The Internet of Things is in the starting blocks and the race is on to create the premier 5G network that will power the next phase of connectivity. The networks of the future hold great promise, making the leap from a world of connected individuals to a world of connected devices. In addition to the conversations and communications of today, The Internet of Things adds driverless cars, drones, and a host of applications yet to be discovered.
While it is clear that the United States led the global adoption of 4G networks, concerns have been raised about the nation’s leadership in the evolution to a 5G network. Specifically, China has announced its intentions to leapfrog technologies and dominate the world’s 5G networks. Government funding and subsidies through its Belt and Road initiative have allowed China to make substantial inroads into the global market for 5G networks. In response, some in the United States, including Trump campaign advisers and former House Speaker Newt Gingrich, are claiming national security threats require a nationalized network for the United States as the way to win the 5G race.
The argument is not new, nor is it convincing. Just last year, there were discussions of a nationalized energy sector, with the claim that coal and nuclear plants were struggling to compete in a market where natural gas has risen to dominance. Energy is vital to national security, the argument goes, so government intervention is warranted. Elsewhere, the administration has pressed the national security argument to support tariffs.
However, it is not intuitively obvious that a nationalized network with wholesale open access would prove superior with respect to security, privacy, and reliability when compared to the competitive market that shaped today’s networks run by the major carriers. In some ways, creating a wholesale open access market reduces some of the redundancies in the existing network, which may actually increase cybersecurity threats.
And more importantly, a nationalized wholesale market is decidedly a step back in the evolution of communications networks. As Professor Tom Hazlett, former FCC chief economist, describes in his book The Political Spectrum, the latter half of the 20th century was largely an exercise attempting to liberate spectrum appropriated by the FCC in the early part of that century. While far from complete, transferring spectrum to the private sector ushered in a wave of innovation, driven by competition and consumer demand. Indeed, the goal should be to grant more flexibility in the use of spectrum to encourage more innovation and greater diversity in the market.
Moving forward requires greater competition and fewer regulatory impediments, including state and local regulations that raise costs and delay the deployment of the critical infrastructure necessary to support a 5G network. To this end, the FCC recently endorsed new policies to limit unnecessary impediments to 5G deployment by state and local governments. This is an important step, as is the need to improve the allocation of spectrum necessary for 5G across the country.

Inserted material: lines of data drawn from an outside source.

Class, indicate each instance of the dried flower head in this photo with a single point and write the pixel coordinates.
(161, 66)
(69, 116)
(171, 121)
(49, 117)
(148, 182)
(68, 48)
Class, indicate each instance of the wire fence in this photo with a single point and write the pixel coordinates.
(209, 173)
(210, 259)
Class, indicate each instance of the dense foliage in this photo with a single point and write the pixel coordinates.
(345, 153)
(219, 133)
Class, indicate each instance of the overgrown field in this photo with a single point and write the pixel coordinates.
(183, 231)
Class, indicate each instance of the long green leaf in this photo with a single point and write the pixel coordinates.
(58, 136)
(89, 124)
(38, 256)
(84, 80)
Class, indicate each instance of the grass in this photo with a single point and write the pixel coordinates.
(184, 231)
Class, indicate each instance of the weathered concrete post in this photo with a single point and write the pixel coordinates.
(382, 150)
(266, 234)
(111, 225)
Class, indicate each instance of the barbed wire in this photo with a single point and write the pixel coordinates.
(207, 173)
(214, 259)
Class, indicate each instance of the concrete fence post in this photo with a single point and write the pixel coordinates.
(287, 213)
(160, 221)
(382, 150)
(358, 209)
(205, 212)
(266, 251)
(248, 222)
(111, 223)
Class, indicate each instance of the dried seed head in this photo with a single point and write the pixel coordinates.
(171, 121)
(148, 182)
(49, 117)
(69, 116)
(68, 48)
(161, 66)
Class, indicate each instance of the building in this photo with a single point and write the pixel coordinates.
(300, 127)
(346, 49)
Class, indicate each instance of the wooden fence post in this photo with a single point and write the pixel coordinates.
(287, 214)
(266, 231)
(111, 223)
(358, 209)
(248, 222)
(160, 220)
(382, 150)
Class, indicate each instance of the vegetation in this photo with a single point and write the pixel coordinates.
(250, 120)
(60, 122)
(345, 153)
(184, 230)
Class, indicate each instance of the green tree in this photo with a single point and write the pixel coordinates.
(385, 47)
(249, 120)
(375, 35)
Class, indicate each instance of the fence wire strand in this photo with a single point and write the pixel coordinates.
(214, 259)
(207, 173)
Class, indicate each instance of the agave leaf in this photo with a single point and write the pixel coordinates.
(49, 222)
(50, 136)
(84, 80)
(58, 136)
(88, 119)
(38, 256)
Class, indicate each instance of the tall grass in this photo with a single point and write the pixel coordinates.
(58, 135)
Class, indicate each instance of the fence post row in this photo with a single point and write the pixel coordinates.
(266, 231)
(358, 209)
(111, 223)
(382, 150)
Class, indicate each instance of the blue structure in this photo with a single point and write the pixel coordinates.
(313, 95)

Deploying the fiber and small cell technologies to handle 5G communications is a substantial undertaking, and there is clearly a race underway between China and the United States for 5G leadership. And while there is reason to be concerned about Chinese dominance in the future 5G market, the answer is open markets and dynamic competition in the deployment of 5G. Economists have long known the dangers of regulated monopolies; the losses they impose on the economy reduce both consumer welfare and innovation.
In the United States, both Verizon and AT&T already are selling 5G products, a metric that puts the nation ahead of China. By another metric — nationwide deployment — many analysts believe China will be first across the finish line. But it must be remembered that the promise of 5G requires more than deployment. Ultimately, it is the rollout of the Internet of Things with virtually instantaneous communications between humans as well as machines. It is an exponential leap in connectivity that can transform economic activity. But doing so requires entrepreneurship and innovation, qualities that are better left to the private sector. Open and competitive markets have allowed U.S. firms to excel and dominate global markets, as can be seen by U.S. leadership in the tech sector. Achieving the full potential of a 5G economy can only be accomplished through policies that empower the private sector to build our connected future.